According to TOGA, the meeting “will provide an opportunity to connect and collaborate with leaders from across the lung cancer community including science and research, respiratory medicine, medical oncology, radiation oncology, radiology, pathology, nursing, allied health, and patient involvement in research”.
“The aim is for us all to be able to come together to celebrate research successes and create new connections. I’m certainly looking forward to being able to meet with valued friends and colleagues in the lung cancer community,” said ASM convenor Dr Melissa Moore, medical oncologist at St Vincent’s Hospital, Sydney.

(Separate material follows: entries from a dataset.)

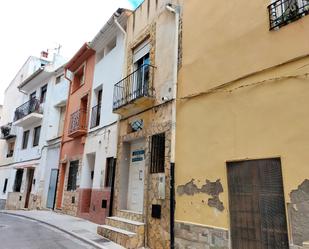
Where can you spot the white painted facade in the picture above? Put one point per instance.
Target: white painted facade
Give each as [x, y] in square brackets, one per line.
[44, 156]
[12, 99]
[101, 142]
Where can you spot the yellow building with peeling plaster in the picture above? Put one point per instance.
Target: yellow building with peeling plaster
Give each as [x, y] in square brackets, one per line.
[242, 137]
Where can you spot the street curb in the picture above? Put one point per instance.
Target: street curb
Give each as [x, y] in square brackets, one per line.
[88, 241]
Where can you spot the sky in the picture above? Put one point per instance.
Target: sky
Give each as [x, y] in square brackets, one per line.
[30, 26]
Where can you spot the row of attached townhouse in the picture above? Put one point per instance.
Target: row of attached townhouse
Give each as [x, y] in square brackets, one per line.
[93, 136]
[180, 125]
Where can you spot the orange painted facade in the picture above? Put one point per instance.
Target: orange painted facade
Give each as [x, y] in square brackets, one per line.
[81, 68]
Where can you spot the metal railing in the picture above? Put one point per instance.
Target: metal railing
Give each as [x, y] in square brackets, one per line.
[31, 106]
[136, 85]
[282, 12]
[10, 154]
[95, 116]
[7, 131]
[78, 121]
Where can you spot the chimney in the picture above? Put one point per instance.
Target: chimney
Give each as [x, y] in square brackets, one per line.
[44, 54]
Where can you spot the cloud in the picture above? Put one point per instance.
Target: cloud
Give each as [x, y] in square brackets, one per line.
[135, 3]
[37, 25]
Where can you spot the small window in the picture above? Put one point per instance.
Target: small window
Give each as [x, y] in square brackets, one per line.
[25, 139]
[72, 178]
[36, 136]
[109, 171]
[5, 185]
[43, 93]
[100, 56]
[32, 95]
[61, 119]
[79, 78]
[157, 153]
[18, 180]
[10, 151]
[59, 78]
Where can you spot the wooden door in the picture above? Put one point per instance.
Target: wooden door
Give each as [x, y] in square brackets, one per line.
[257, 206]
[30, 173]
[52, 188]
[136, 176]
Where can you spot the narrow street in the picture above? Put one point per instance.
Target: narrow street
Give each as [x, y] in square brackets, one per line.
[20, 233]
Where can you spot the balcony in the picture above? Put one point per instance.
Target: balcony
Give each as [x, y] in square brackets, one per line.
[135, 91]
[28, 113]
[78, 123]
[283, 12]
[10, 154]
[8, 131]
[95, 116]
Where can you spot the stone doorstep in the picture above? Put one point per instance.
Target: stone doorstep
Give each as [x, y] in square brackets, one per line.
[123, 237]
[126, 224]
[306, 244]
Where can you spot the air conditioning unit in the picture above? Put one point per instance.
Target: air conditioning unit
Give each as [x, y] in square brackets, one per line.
[41, 108]
[161, 186]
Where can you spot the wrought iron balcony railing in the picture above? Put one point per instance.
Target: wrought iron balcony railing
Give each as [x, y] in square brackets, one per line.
[282, 12]
[7, 131]
[95, 116]
[78, 121]
[31, 106]
[136, 85]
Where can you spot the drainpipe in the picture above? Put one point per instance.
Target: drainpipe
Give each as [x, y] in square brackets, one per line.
[118, 120]
[175, 9]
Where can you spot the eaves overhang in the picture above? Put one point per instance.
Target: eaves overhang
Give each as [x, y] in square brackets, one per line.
[38, 77]
[78, 59]
[105, 34]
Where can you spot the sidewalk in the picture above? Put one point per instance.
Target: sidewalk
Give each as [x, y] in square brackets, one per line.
[79, 228]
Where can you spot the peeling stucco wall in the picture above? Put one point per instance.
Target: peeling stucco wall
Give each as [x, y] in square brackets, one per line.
[210, 188]
[299, 213]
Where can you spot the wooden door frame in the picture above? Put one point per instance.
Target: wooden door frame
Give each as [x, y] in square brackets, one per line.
[29, 181]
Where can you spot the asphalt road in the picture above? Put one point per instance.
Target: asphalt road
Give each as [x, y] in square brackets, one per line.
[20, 233]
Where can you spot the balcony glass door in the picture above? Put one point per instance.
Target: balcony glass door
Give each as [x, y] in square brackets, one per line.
[141, 81]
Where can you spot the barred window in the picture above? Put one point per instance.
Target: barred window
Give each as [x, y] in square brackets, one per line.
[109, 172]
[72, 178]
[25, 139]
[36, 136]
[5, 185]
[18, 180]
[157, 153]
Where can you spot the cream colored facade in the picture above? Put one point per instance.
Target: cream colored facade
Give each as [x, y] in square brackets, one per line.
[243, 94]
[141, 208]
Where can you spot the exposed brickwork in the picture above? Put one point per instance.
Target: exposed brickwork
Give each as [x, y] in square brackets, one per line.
[155, 121]
[71, 198]
[189, 236]
[2, 204]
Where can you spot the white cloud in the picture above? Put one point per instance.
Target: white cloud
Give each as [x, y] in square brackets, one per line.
[28, 27]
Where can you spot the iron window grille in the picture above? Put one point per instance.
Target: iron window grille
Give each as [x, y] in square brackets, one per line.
[136, 85]
[95, 116]
[78, 121]
[10, 153]
[5, 185]
[25, 139]
[157, 159]
[110, 167]
[7, 131]
[43, 93]
[31, 106]
[72, 178]
[36, 136]
[283, 12]
[18, 180]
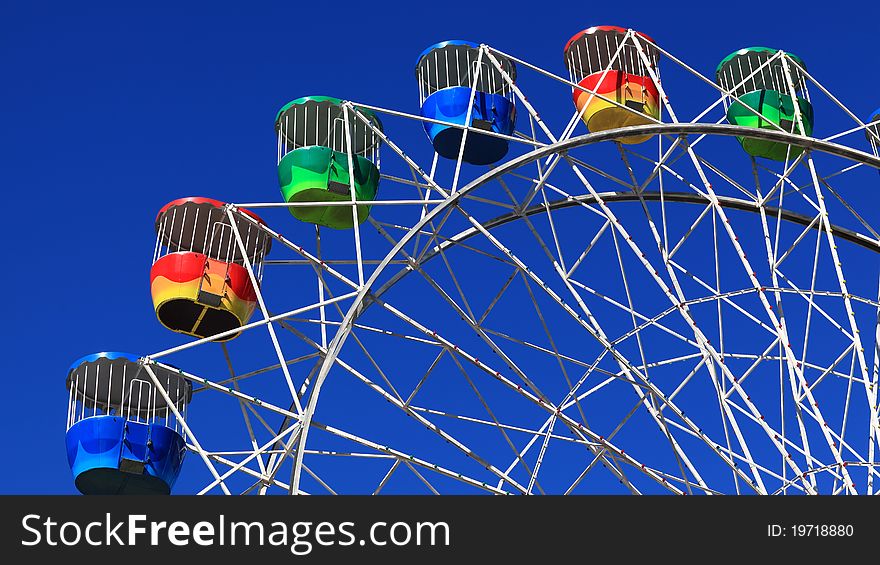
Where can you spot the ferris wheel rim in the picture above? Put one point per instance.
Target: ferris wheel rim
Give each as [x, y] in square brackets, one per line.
[358, 304]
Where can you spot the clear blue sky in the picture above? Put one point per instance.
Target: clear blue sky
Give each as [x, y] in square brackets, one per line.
[111, 109]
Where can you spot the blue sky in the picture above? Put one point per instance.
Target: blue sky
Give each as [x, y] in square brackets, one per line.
[110, 110]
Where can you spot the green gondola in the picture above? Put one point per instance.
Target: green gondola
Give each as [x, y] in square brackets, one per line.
[313, 160]
[756, 77]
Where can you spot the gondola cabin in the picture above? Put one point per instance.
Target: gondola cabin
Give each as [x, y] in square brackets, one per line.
[315, 171]
[199, 280]
[615, 87]
[448, 73]
[760, 94]
[872, 132]
[122, 435]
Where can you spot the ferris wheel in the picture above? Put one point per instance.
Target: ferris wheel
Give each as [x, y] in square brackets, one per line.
[674, 292]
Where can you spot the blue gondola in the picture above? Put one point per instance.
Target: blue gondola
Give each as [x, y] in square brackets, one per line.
[446, 73]
[122, 438]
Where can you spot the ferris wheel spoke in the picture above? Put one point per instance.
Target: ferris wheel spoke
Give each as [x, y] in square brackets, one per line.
[708, 350]
[577, 428]
[427, 423]
[508, 427]
[244, 412]
[625, 365]
[517, 457]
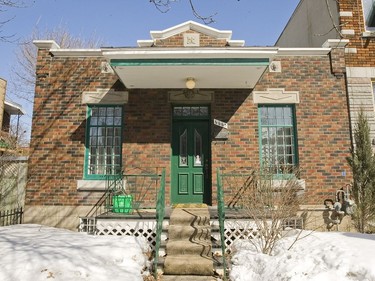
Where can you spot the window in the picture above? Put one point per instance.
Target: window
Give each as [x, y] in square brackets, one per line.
[277, 138]
[369, 12]
[103, 141]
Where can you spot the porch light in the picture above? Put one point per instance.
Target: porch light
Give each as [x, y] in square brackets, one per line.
[190, 83]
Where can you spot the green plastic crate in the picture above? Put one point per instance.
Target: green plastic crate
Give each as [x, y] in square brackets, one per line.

Non-invasive therapy to be trialled in HCC
Researchers in South Australia are set to trial a non-invasive treatment for inoperable early-stage liver cancer.
The SOCRATES (Standard Of Care versus RadioAblaTion in Early Stage HCC ) Study led by Professor Alan Wigg from Flinders University’s College of Medicine and Public Health, aims to test stereotactic ablative body radiotherapy (SABR), against percutaneous ablation.
“Studies have shown the current standard of care is not always successful, with the cancer likely to re-occur in over 30% of cases, and a number of people being unable to access the treatment in the first place, due to the size and position of the tumour,” said Professor Wigg.
“Currently, [radioablation] is considered experimental and only used once first line treatments have failed … However, preliminary research has shown that the treatment has the potential to control tumours with very few adverse events and can reach those that would not be treatable with percutaneous ablation, due to a tumour’s size or difficult location.”
The five-year trial will involve a collaboration between leading hepatologists, radiation oncologists and radiologists across 16 major Australian liver centres.
Professor Wigg said rates of HCC had increased 378% in the last 30 years, the second largest increase of any cancer type, while its mortality rate had the largest increase of any cancer.
“SABR can improve tumour control while at the same time its ability to be delivered in outpatient settings across fewer treatment sessions means it is also likely to be cost-effective and able to be rapidly adopted into clinical practice,” he said.